6. In the basement shop there were two extension cords in-use, as observed at 3:40 p.m. on 4/9/14. Also, one junction box on the ceiling was missing its cover.
7. The basement purchasing office contained two power strips connected in series, (plugged into one another), as observed at 4:00 p.m. on 4/9/14.
8. In the Information Technology (IT) office, a refrigerator was found plugged into a power strip, as observed at 4:15 p.m. on 4/9/14.
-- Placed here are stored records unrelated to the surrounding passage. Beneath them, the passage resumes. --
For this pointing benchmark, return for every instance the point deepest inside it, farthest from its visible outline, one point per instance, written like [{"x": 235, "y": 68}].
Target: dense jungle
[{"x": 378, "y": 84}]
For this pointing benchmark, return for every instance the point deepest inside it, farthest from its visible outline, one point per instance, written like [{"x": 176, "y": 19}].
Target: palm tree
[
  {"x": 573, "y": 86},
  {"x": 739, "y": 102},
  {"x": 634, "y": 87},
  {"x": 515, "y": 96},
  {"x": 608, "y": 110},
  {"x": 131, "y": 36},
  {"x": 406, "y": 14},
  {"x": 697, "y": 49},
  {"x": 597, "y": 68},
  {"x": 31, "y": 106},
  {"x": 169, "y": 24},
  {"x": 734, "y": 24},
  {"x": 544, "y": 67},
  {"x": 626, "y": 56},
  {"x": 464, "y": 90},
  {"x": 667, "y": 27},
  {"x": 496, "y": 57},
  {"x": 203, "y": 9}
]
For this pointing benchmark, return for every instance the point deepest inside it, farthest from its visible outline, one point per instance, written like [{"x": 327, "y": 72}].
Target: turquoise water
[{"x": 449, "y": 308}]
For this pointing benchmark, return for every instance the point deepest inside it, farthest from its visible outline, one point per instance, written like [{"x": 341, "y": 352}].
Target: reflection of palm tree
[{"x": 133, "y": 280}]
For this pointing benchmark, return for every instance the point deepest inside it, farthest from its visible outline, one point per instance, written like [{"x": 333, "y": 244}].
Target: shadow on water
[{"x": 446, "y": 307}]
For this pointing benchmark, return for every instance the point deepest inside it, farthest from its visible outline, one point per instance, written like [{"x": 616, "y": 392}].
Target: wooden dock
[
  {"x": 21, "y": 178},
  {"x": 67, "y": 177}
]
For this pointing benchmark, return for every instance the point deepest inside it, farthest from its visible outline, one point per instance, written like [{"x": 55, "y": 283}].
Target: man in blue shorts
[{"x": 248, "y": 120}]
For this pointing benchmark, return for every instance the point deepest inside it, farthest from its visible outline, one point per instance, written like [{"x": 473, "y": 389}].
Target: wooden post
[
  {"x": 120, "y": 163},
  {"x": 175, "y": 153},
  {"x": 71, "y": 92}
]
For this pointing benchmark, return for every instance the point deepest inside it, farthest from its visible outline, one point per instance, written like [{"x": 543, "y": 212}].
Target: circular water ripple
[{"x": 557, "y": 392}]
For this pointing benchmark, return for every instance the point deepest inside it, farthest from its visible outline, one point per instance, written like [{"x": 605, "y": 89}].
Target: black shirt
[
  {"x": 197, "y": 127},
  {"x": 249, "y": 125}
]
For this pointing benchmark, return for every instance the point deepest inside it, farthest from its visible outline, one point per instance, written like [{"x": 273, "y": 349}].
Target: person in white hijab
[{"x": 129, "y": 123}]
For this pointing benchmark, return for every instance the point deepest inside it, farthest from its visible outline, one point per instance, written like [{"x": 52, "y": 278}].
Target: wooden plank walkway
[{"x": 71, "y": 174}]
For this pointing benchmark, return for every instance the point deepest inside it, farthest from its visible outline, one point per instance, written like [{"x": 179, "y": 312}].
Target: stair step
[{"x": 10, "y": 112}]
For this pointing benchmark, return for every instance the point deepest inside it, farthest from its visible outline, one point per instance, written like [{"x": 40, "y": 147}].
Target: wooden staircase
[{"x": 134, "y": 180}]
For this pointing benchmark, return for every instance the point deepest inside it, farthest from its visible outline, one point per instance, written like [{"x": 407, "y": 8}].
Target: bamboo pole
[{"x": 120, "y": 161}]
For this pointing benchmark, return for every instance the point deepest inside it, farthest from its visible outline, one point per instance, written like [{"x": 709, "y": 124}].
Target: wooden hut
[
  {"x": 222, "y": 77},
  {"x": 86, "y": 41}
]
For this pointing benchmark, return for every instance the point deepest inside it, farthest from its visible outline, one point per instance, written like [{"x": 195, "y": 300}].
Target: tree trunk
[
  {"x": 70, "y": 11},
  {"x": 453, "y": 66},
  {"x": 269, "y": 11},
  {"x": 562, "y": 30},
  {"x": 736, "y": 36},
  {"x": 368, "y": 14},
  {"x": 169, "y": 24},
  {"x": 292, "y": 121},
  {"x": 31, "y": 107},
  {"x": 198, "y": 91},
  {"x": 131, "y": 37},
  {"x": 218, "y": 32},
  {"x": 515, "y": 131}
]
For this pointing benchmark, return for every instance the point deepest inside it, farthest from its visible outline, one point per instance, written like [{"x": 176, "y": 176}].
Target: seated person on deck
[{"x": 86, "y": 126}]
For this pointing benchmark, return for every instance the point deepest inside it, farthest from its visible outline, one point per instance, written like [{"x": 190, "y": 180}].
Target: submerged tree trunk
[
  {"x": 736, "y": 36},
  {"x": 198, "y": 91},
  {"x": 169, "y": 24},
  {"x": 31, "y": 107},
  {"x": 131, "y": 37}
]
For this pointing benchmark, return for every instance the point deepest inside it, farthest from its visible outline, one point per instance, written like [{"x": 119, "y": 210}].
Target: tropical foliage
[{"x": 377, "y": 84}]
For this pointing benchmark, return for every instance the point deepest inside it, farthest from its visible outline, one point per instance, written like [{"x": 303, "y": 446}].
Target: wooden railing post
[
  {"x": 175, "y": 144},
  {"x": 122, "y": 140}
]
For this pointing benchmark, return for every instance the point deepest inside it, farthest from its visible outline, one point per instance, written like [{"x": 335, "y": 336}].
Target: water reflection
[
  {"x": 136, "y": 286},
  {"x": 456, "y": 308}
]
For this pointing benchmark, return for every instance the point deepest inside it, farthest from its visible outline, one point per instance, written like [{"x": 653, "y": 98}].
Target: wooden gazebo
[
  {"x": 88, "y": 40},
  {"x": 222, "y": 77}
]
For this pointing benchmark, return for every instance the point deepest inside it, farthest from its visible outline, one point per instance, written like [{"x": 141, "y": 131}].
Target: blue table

9. In the basement shop office, a multi-plug adaptor was in-use on the south wall as observed at 5:00 p.m. on 4/9/14.
Tag No.: K0154
Based on review of the fire watch policy, the facility did not have a fire watch policy which included contacting the authority having jurisdiction which includes the Certification Bureau whenever a fire watch was instituted for the sprinkler system. This deficiency has the potential to affect all patients/residents, staff, and visitors.
Findings include:
The fire policies and procedures for the facility were received by facsimile and reviewed on 4/15/14 at 11:17 a.m. The present policy did not include the requirement stated in 9.7.6.1 of NFPA 101 that notification be made to the authorities having jurisdiction when a fire watch was instituted. A fire watch must be initiated when any portion or the entire fire sprinkler system is not operable for more than 4 hours in a 24 hour period. The Certification Bureau being one of those authorities that need to be notified at 406-444-4170 and specifically stated in the policy when the fire watch is initiated and ends.
Tag No.: K0155
Based on review of the fire watch policy, the facility did not have a fire watch policy which included contacting the authority having jurisdiction including the Certification Bureau whenever a fire watch was instituted for the fire alarm system. This deficiency has the potential to affect all patients/residents, staff, and visitors.
The findings include:
The fire policies and procedures for the facility were received by facsimile and reviewed on 4/15/14 at 11:17 a.m.. The present policy did not include the requirement stated in 9.6.1.8 of NFPA 101 that notification be made to the authorities having jurisdiction when a fire watch has been initiated. A fire watch much be initiated when any portion or the entire fire alarm system is not operable for more than 4 hours in a 24 hour period. The Certification Bureau being one of those authorities that need to be notified at 406-444-4170 and specifically stated in the policy when the fire watch is initiated and ends.